Advanced Sentiment Analysis Pipeline
Enterprise-grade sentiment analysis system implementing transformer models, aspect-based analysis, and multilingual support for natural language processing
System Architecture
A comprehensive sentiment analysis system that combines multiple analysis approaches with real-time processing and contextual understanding.
Core Components
1. Text Processing Pipeline
class SentimentProcessor:
def __init__(self, config: Dict[str, Any]):
self.tokenizer = AutoTokenizer.from_pretrained(
config['model_name']
)
self.preprocessor = TextPreprocessor(config['preprocess_config'])

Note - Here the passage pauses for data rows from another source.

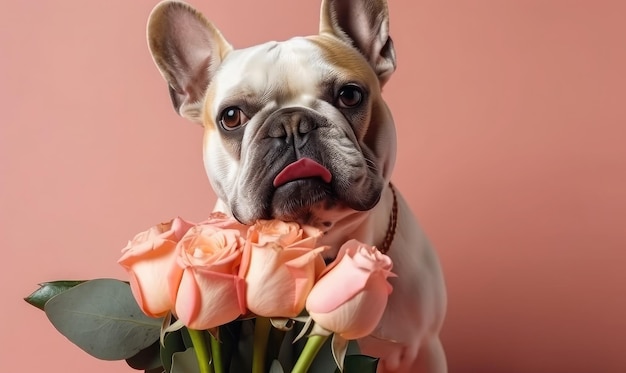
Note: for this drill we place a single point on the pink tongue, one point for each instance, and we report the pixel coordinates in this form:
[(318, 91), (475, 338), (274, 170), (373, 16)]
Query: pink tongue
[(300, 169)]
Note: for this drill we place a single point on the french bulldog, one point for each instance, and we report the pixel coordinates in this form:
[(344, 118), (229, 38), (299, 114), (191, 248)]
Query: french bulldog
[(297, 130)]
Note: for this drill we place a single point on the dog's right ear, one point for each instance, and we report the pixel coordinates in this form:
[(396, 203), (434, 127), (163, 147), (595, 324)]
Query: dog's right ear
[(187, 49)]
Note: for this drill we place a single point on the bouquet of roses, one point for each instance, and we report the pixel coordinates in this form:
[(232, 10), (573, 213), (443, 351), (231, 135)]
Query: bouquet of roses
[(219, 296)]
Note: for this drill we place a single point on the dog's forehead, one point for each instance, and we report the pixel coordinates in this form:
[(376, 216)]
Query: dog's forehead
[(300, 65)]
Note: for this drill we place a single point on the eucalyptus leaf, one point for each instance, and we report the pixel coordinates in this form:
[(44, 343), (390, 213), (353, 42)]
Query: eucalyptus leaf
[(155, 370), (103, 319), (276, 367), (172, 343), (147, 359), (47, 290), (359, 364), (185, 362)]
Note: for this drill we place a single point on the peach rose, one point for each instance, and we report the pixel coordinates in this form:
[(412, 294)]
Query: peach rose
[(280, 265), (210, 293), (148, 258), (350, 298)]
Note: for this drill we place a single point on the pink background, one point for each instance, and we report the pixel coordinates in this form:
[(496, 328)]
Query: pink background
[(512, 128)]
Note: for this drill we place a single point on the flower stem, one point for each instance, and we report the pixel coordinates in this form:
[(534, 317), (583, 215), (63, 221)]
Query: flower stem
[(202, 352), (216, 353), (262, 327), (311, 348)]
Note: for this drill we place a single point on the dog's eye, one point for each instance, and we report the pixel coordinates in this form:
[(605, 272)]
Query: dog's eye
[(350, 96), (232, 117)]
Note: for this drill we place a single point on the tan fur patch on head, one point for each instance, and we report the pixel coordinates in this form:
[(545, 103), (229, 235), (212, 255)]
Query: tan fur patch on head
[(347, 59)]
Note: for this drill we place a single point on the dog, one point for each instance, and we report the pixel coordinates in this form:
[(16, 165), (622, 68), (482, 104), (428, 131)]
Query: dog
[(297, 130)]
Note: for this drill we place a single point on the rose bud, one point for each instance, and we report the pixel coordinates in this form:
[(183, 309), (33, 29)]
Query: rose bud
[(350, 297), (210, 293), (148, 258), (280, 265)]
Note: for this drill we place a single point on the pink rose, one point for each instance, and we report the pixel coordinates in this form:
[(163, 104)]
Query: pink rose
[(349, 299), (148, 258), (280, 265), (210, 293)]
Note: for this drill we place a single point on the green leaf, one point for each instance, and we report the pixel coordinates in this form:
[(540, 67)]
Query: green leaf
[(359, 364), (185, 362), (276, 367), (172, 343), (155, 370), (102, 318), (48, 290), (147, 359)]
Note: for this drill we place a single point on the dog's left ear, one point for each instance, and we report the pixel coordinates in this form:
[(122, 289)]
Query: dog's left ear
[(363, 24), (187, 49)]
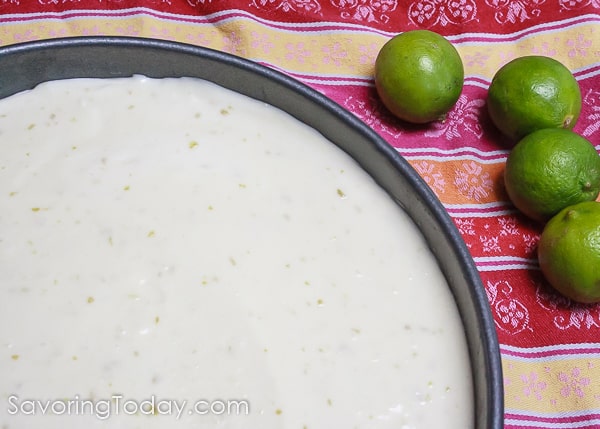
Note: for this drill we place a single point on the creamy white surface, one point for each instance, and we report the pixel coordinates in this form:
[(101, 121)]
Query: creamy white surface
[(172, 238)]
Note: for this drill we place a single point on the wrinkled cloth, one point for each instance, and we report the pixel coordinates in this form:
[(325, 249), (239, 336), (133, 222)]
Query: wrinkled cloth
[(550, 346)]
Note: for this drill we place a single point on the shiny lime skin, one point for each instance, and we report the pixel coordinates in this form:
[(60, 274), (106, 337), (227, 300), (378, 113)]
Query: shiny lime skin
[(531, 93), (419, 76), (549, 170), (569, 252)]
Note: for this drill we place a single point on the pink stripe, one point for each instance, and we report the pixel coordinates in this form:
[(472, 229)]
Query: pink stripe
[(558, 419), (473, 209), (211, 19), (530, 31), (550, 353), (280, 25)]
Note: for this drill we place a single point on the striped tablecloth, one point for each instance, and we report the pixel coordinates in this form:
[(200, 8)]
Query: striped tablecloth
[(550, 346)]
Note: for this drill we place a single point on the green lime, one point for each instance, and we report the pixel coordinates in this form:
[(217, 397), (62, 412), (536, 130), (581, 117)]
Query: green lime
[(419, 76), (569, 252), (531, 93), (549, 170)]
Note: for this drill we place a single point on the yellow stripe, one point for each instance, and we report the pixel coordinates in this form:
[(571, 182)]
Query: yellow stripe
[(340, 53), (564, 385)]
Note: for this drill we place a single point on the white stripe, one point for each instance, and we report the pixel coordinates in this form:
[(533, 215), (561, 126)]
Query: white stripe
[(504, 259), (456, 151), (220, 17), (493, 213), (475, 207), (455, 158)]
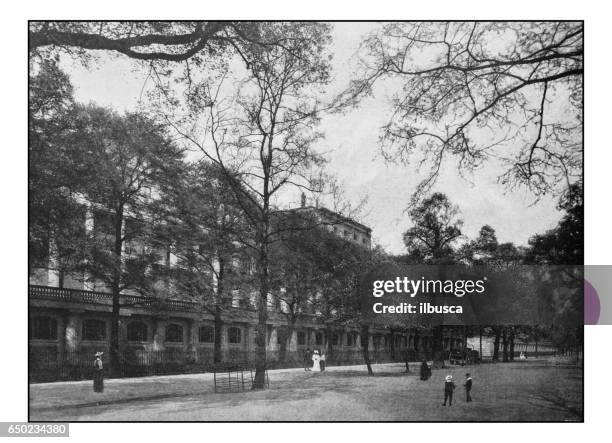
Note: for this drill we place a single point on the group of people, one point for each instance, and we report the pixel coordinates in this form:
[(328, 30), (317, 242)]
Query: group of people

self.language_detector = LanguageDetector(
config['language_config']
)
async def process_text(
self,
texts: List[str]
) -> ProcessedText:
# Detect languages
languages = await self.language_detector.detect_batch(texts)
# Group by language
language_groups = defaultdict(list)
for text, lang in zip(texts, languages):
language_groups[lang].append(text)
# Process each language group
processed_groups = await asyncio.gather(*[
self._process_language_group(lang, texts)
for lang, texts in language_groups.items()
])
# Combine results
return self._merge_processed_groups(processed_groups)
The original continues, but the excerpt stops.